National Certification enters the Facebook dialogue

Yesterdays VLOG on the national certification for dignitary and executive protection finally landed in a conversation on Derrick Collin’s Facebook page.  For once the conversation was not on bullets and blades.  I plan to continue pushing this certification to the masses in order to prepare everyone for what’s coming down the pipeline.  I was not surprised by the comment on whether this certification was another way to pad the pockets of a few.  Let me cut through the chase here because we are all adults.  Nothing associated in this industry is without a cost even if it the cost of time.  But it is unrealistic to think that the cost of the certification does not go somewhere.  From my limited understanding, the work that is done thus far was VOLUNTARY.  These board members have invested their personal and business time to cleaning up this industry and come to a standard.  For me that is a level of commitment.  Especially in an industry where you have specialists that have a price on the name and won’t entertain coming to a briefing unless they are paid to attend.  “Are we getting paid for travel?”  “Is it a 4 hour minimum?” Everything we do has a cost associated with it, yet specialists will go to the bank and put 200 lbs of coins in their bank coin sorter to see how much money they have towards the next shooting course.  Specialists are funny to me at times and never seem to give me a reason to write.  I love it.

In my post this morning on Facebook, I equated the national certification with that of the WPPS certification program.  I did not hear of any push back about that standardization to the levels that I hear about this, yet the standard was set and operators and the few that slid in had to be WPPS certified.  This certification will not sought after by everyone.  In fact, one of the questions I have for Dave Johnson is this; if there is a measurement of tenure that has to be met [which I fully support] the pool of qualified persons that meet the assessment measurement will deplete very quickly.  How do the specialists that don’t have tenure work to meet the criteria.  Is the board ok with the fact that the majority of the industry specialists will have to continue plugging away at the “time on station” requirement.  That is my only area of concern.  There will be a glass ceiling when insurance companies and clients come on board. This may encourage the usage of uncertified persons due to available resources.  On the other hand, those with the certifications will be a sought after commodity.

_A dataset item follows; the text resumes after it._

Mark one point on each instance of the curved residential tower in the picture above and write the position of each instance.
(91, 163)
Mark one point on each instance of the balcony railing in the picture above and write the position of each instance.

There will have to be a full blown campaign to get everyone on board and unless there are some radical curve balls thrown along the way, The American Board for the Certification in Dignitary and Executive Protection has my support.


  1. Raffaele


    Sorry brother but I am a little hesitant, not that the industry doesn’t need absolutely everything you say. I also always have liked the fact that you are straight forward. So here are my concerns.

    This is the same organization under the auspices of the American College of Forensic Examiners International Inc, through their The American Board for Certification in Homeland Security that I was a member of in the mid 90’s. This is the same organization that as recently as April of this year was ousted for “selling certifications” by PBS Frontline. http://www.propublica.org/article/no-forensic-background-no-problem

    Now let me be absolutely clear, I know some of the guys listed on the board and the rest by reputation, this is in no way an attack on them or indicative of their achievements and their credentials.

    But maybe because I don’t have the inside track that you do I just don’t know enough to take the chance just yet. I know that the American Society for Industrial Security (ASIS) is looking at doing something similar as well. I guess I’ll see who comes out with what first?

    Unfortunately, it leaves me for now in the same spot I think all of us have been in for years. We have to take the time to properly execute our due diligence and have a proper vetting process.

    To your point on tenure, I whole heartily agree. There is no reason not to have a apprentice, journeyman and master level. It is done quite successfully in a lot of other professions. At the end of the day we are looking to be recognized as the professionals that we are.

    I do believe WPPS/WPS is a bad example to pattern this after since it is a program that was developed by one client to serve a particular and peculiar need. I would like to see something that would appeal to the wide client base that I serve. There are a hundreds of guys coming off that program that will never adjust to the board room, affluent, C-class executives in the states.

    In closing I have a lot of respect for your opinion and maybe I am just missing the links here. We absolutely need the changes and the standards, but I need it to be with an organization with a reputation beyond reproach. Without our reputations which one of us would still be working today?

    1. Eric Konohia

      Thanks for voicing your opinion and I appreciate you backing it up with some facts.